Better way to parallelize my nth factorial python program?

I have this python code to calculate the nth factorial of n "1"s in a row. I've been able to optimize it very well, including adjusting it to run on all cores using the multiprocessing module. However I have noticed the 7th process (Which is the lower end of the values since I'm going from the top down) is significantly faster than the rest of the threads. Threads 0-6 take on average 32 seconds with n=11 where-as thread 7 only takes 12 seconds. I would've expecting a difference the larger the numbers themselves got, but I wouldn't expect an immediate wall with such a stark difference.

Is there something in my code that I have missed other than the calculation that causes this huge wall? I've verified the output and each segment is nearly identical length (thread 7 is slightly longer by a few dozen calculations, but in the grand scheme of things this is nothing and thread 7 is the shortest running anyways)

Is there a better way to parallelize this for better efficiency?

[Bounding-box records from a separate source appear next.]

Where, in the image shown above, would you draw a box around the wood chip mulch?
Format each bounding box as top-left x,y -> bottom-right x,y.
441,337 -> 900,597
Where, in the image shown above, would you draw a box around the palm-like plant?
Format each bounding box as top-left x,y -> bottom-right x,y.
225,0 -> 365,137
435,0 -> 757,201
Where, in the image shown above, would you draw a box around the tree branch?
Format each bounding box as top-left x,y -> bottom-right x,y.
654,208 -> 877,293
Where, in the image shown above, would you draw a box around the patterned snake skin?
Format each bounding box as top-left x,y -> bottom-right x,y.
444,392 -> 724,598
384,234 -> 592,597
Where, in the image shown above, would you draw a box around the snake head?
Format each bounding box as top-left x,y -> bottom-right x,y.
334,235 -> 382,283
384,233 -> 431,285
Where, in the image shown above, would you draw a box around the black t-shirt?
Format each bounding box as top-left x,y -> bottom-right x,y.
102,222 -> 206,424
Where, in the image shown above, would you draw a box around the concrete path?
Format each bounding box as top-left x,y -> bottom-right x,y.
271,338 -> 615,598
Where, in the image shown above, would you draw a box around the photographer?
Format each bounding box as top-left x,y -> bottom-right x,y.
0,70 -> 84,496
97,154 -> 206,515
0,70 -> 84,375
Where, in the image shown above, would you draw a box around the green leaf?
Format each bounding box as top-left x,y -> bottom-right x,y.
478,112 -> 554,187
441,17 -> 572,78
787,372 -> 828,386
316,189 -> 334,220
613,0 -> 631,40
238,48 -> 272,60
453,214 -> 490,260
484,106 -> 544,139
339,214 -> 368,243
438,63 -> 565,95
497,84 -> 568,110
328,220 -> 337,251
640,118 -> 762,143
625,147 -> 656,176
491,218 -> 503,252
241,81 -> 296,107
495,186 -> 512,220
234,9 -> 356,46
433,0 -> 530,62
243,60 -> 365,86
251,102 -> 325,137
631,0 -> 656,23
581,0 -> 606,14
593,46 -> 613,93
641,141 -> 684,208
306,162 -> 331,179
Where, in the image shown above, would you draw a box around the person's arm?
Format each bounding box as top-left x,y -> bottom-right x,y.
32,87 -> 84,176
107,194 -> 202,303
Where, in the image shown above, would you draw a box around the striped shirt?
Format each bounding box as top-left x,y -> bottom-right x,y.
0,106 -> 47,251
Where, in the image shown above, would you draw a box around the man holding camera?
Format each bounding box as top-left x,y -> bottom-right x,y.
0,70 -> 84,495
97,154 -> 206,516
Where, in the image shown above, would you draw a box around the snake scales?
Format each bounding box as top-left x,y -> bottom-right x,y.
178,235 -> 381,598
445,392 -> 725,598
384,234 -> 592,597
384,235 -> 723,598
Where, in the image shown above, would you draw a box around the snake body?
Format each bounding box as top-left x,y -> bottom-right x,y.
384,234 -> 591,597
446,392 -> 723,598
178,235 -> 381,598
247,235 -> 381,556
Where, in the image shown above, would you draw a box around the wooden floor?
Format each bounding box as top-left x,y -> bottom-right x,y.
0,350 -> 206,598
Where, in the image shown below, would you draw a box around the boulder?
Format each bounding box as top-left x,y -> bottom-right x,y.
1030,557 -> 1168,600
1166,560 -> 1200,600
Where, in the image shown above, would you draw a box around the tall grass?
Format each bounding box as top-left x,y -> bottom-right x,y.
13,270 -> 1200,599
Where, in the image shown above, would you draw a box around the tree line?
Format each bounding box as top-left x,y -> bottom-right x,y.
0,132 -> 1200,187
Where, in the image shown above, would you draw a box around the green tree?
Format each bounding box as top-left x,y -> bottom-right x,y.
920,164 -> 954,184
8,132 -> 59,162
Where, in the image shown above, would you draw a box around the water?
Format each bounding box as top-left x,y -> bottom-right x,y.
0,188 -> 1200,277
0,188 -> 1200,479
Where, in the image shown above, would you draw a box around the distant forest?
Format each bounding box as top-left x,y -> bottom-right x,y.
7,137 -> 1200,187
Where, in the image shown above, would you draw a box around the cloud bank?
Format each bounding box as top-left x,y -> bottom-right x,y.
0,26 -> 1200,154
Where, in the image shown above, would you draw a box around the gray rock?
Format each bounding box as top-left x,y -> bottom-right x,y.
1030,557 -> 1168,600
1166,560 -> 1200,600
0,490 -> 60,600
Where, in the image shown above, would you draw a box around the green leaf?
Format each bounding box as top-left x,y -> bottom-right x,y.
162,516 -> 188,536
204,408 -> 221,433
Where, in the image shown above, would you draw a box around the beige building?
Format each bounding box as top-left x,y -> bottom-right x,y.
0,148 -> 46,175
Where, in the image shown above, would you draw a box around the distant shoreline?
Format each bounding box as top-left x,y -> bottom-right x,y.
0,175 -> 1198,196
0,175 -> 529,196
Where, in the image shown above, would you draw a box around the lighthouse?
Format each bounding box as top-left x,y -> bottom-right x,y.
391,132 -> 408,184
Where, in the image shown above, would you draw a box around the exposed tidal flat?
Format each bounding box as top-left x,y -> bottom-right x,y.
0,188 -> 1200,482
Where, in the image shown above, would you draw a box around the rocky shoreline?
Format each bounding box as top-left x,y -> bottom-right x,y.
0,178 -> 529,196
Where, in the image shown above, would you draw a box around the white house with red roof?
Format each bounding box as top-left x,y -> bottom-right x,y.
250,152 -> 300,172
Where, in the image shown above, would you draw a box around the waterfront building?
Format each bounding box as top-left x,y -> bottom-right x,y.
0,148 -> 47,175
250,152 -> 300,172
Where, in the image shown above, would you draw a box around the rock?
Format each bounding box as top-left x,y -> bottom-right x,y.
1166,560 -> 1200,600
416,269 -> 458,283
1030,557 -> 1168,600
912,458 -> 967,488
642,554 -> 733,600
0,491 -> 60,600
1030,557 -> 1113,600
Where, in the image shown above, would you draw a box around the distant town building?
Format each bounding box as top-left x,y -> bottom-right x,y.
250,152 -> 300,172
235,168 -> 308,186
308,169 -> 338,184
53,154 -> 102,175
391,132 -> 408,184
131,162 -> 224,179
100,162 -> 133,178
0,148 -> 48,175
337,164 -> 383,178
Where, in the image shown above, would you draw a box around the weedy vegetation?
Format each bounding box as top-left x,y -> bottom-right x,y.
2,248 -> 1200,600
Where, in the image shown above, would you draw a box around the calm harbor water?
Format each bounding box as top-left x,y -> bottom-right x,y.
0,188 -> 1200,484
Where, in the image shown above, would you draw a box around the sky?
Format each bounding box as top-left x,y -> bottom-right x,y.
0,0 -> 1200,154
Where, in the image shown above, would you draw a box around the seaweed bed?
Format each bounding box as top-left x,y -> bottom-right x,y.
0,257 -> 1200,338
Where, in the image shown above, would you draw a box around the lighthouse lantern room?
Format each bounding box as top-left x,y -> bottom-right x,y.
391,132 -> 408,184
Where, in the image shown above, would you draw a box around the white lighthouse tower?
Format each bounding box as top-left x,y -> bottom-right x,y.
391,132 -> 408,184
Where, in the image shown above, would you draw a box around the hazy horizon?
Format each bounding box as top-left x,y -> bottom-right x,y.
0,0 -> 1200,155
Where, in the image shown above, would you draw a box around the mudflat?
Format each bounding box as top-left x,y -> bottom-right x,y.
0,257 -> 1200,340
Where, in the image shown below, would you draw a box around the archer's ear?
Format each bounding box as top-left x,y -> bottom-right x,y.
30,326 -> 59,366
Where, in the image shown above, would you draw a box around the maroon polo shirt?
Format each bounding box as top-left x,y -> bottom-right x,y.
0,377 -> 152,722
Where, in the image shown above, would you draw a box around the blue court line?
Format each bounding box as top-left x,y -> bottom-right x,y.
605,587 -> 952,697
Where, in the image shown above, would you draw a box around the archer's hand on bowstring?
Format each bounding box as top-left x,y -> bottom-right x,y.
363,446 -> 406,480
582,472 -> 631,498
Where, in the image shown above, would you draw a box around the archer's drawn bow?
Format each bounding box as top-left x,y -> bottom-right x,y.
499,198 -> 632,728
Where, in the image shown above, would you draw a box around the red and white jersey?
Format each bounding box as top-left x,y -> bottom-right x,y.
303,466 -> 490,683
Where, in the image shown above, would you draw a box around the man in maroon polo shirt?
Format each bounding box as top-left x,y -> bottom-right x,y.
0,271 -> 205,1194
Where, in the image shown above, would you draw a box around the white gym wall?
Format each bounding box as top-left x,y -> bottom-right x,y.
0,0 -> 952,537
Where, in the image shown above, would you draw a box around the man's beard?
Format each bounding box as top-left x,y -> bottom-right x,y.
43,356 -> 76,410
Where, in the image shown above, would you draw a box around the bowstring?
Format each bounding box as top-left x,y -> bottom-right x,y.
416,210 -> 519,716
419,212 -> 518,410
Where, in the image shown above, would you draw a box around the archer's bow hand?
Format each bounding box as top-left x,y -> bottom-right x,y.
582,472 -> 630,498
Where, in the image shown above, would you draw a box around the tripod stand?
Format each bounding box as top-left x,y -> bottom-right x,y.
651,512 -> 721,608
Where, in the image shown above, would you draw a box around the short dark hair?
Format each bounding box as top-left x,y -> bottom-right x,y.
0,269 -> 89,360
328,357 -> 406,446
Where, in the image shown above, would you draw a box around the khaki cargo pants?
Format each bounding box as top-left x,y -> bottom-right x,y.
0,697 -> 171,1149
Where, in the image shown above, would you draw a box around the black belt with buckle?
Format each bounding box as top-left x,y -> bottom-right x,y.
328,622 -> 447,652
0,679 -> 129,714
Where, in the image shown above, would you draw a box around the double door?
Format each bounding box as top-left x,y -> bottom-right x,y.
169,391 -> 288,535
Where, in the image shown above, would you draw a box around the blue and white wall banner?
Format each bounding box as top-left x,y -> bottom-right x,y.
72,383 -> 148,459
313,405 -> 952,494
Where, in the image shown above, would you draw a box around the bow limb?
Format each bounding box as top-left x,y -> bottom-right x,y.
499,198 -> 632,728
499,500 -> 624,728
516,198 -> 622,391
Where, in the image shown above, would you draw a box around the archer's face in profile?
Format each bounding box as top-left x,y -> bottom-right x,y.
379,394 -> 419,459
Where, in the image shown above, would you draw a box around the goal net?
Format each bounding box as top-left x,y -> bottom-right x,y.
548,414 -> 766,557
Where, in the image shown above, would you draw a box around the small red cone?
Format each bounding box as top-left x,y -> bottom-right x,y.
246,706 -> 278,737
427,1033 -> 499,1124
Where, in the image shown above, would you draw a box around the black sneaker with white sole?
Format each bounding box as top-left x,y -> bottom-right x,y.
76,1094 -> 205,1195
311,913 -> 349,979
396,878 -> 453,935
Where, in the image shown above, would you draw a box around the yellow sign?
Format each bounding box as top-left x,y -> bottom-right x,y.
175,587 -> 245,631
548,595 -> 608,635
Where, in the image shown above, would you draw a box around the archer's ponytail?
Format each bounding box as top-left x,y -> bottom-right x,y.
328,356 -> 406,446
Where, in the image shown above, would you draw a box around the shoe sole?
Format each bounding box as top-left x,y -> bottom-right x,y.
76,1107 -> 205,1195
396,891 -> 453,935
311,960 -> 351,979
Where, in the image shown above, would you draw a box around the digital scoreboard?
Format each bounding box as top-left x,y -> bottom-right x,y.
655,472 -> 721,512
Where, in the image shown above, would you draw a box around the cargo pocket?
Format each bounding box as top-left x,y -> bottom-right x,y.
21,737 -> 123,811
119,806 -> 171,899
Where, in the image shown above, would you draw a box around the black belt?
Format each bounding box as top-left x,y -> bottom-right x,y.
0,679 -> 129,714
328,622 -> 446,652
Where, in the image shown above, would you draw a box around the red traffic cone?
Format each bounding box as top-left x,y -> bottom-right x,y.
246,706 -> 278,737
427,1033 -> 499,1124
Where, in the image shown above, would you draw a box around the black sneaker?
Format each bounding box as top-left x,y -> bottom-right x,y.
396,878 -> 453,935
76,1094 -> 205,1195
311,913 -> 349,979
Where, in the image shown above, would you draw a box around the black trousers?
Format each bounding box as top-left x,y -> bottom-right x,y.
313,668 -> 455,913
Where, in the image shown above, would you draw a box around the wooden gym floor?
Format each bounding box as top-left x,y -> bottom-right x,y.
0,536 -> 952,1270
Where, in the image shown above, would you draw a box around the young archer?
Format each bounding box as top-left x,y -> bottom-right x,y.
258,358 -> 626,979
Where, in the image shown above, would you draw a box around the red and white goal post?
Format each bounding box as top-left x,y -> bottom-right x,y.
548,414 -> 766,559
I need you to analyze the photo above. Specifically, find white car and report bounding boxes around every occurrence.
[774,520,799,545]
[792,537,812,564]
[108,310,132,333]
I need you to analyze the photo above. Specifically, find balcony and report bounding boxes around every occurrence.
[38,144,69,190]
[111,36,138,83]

Would making the threads not all the same increment be helpful?

Edit: Adding python version information

Python 3.8.5 (tags/v3.8.5:580fbb0, Jul 20 2020, 15:57:54) [MSC v.1924 64 bit (AMD64)] on win32

(I did 25 tests of n=11, all very similar to this run)

import multiprocessing
import argparse
from datetime import datetime
from math import log10

parser = argparse.ArgumentParser(
    formatter_class=argparse.HelpFormatter,
    description="Calcs n factorial",
    usage=""
)

parser.add_argument("-n", "--number", type=int, default=2)

args = parser.parse_args()

def getlog(send_end, i, threads, num, n, inc):
    begin = datetime.now()
    start = num-inc*i
    end = num-inc*(i+1) if i < threads-1 else 0
    output = sum(map(log10, range(start, end, -n)))
    send_end.send(output)
    final = datetime.now()
    duration = final-begin
    print("{},{},{},{}".format(i, duration, start, end))

def main():
    n = args.number
    num = int('1'*n)
    threads = multiprocessing.cpu_count() if num/multiprocessing.cpu_count() > multiprocessing.cpu_count() else 1
    inc = int(num/threads)
    inc -= inc%n
    jobs = []
    pipe_list = []
    for i in range(threads):
        recv_end, send_end = multiprocessing.Pipe(False)
        p = multiprocessing.Process(target=getlog, args=(send_end, i, threads, num, n, inc))
        jobs.append(p)
        pipe_list.append(recv_end)
        p.start()
    for proc in jobs:
        proc.join()
    e = sum([output.recv() for output in pipe_list])

    print('%.2fe%d' % (10**(e % 1), e // 1))
    
if __name__ == '__main__':
    start = datetime.now()
    main()
    end = datetime.now()
    print(end-start)

Solution

range uses a slower implementation if it needs to work with values beyond the range of a C long - see the source.

You're on Windows, where C long is 32-bit (even on a 64-bit Python build). Process 7 is the only one where the range elements fit within the bounds of a C long.